Sadly, I haven’t heard of a ring specifically for greyros yet (or any other arospec identity, for that matter) and couldn’t find anything on google either. Some greyros seem to wear the white “aromantic” ring (using aromantic as an umbrella term).
On AVEN there were several suggestions over the years, including a grey ring (though this was also suggested as a symbol for biromantic aces) and something with the ace of clubs symbol (for both greyaces and greyros), but no actual decision.
If anyone knows more about this, feel free to add!

Anya is live and ready to show you everything. Watch her strip, dance, and perform exclusive shows just for you.
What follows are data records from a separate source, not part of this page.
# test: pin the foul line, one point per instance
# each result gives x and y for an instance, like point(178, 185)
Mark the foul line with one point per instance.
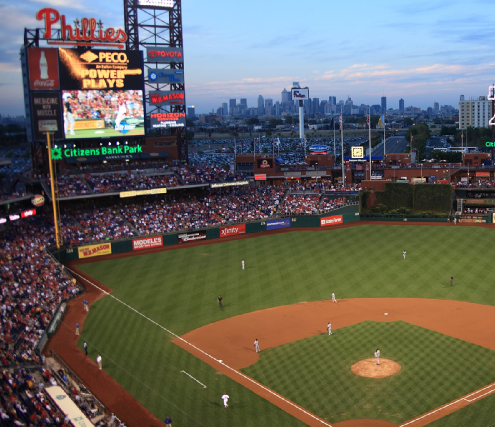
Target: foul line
point(206, 354)
point(190, 376)
point(464, 398)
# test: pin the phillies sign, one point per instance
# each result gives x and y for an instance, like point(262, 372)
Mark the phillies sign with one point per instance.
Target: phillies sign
point(84, 32)
point(233, 230)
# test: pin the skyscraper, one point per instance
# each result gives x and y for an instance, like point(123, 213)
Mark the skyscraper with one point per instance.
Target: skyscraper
point(261, 105)
point(232, 104)
point(285, 96)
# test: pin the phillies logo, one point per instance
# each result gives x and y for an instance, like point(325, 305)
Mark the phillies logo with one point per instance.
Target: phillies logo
point(84, 32)
point(44, 83)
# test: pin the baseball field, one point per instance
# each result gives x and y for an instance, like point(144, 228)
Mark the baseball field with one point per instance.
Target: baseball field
point(440, 335)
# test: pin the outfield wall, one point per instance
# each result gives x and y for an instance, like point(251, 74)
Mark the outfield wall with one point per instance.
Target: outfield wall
point(339, 216)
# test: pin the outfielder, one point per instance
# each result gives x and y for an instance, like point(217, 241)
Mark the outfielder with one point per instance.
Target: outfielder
point(377, 356)
point(225, 398)
point(329, 328)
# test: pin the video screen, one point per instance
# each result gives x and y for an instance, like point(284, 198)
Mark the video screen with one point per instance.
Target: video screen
point(105, 113)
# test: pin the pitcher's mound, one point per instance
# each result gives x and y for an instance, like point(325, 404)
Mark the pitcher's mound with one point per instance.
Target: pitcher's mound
point(369, 368)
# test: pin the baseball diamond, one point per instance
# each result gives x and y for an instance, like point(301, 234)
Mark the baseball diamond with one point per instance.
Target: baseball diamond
point(285, 300)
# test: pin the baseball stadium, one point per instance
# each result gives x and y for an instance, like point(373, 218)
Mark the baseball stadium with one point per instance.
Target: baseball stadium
point(150, 280)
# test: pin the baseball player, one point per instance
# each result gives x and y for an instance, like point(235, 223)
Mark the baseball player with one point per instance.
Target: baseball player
point(329, 328)
point(377, 356)
point(225, 399)
point(69, 119)
point(121, 112)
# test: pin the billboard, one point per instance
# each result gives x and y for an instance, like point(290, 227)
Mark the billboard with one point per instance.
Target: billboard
point(265, 163)
point(100, 69)
point(191, 237)
point(98, 113)
point(165, 55)
point(43, 68)
point(165, 76)
point(278, 223)
point(46, 114)
point(147, 243)
point(300, 94)
point(233, 230)
point(331, 220)
point(102, 93)
point(167, 120)
point(158, 97)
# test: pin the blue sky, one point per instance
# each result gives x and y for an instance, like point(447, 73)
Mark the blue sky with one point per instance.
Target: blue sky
point(422, 51)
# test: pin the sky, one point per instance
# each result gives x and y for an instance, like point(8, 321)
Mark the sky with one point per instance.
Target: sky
point(423, 51)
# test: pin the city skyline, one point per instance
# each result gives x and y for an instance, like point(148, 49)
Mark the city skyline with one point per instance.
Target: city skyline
point(422, 52)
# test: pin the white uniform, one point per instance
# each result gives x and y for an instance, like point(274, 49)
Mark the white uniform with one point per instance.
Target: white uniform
point(225, 399)
point(329, 327)
point(377, 356)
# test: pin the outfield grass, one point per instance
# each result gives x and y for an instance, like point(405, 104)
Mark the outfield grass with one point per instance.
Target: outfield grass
point(178, 290)
point(316, 372)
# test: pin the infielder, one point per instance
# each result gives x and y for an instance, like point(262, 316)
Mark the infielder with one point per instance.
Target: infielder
point(377, 356)
point(225, 399)
point(329, 328)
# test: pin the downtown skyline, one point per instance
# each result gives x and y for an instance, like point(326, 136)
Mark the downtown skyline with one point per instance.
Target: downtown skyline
point(422, 51)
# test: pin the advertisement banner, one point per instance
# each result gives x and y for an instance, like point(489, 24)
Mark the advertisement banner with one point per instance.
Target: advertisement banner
point(278, 223)
point(47, 115)
point(167, 120)
point(166, 76)
point(331, 220)
point(147, 243)
point(265, 164)
point(101, 69)
point(233, 230)
point(164, 54)
point(192, 236)
point(67, 406)
point(158, 97)
point(43, 68)
point(94, 250)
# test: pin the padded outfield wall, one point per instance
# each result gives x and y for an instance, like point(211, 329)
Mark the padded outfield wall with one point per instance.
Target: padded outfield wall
point(339, 216)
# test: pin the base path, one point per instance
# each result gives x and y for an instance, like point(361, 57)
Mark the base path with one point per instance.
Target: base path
point(227, 345)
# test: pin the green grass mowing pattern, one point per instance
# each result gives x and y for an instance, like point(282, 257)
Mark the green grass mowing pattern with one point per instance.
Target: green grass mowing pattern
point(316, 372)
point(178, 289)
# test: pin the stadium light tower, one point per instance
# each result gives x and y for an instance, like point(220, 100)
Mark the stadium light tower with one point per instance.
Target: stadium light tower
point(155, 26)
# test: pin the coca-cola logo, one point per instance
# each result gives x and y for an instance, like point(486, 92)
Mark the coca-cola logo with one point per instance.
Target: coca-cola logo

Interact in real-time and make your fantasies come true.
Free to watch • No registration required • HD streaming
Jiraiya sensei from Naruto based Grayromantic moodboard~ ^^ For an anon!! Hope you like~
Want one? send an ask!! -mod Jay
Day 13: Gray Romantic!
Like stated before, this poll represents which character will get a moodboard in pride month. First up, lesbian! I will always have a group of 5 characters, canon or headcanon, and an other. Comments count as votes as well (one per person, to account for the other category).
Who should get the moodboard?
Todoroki (My Hero Academia)
Megumi (Jujitsu Kaisen)
L (Death Note)
Toriel (Undertale)
Wallace Wells (Scott Pilgrim)
Other (Leave suggestions down below!)
Day 22 of pride month!: Wintercore Gray Aro!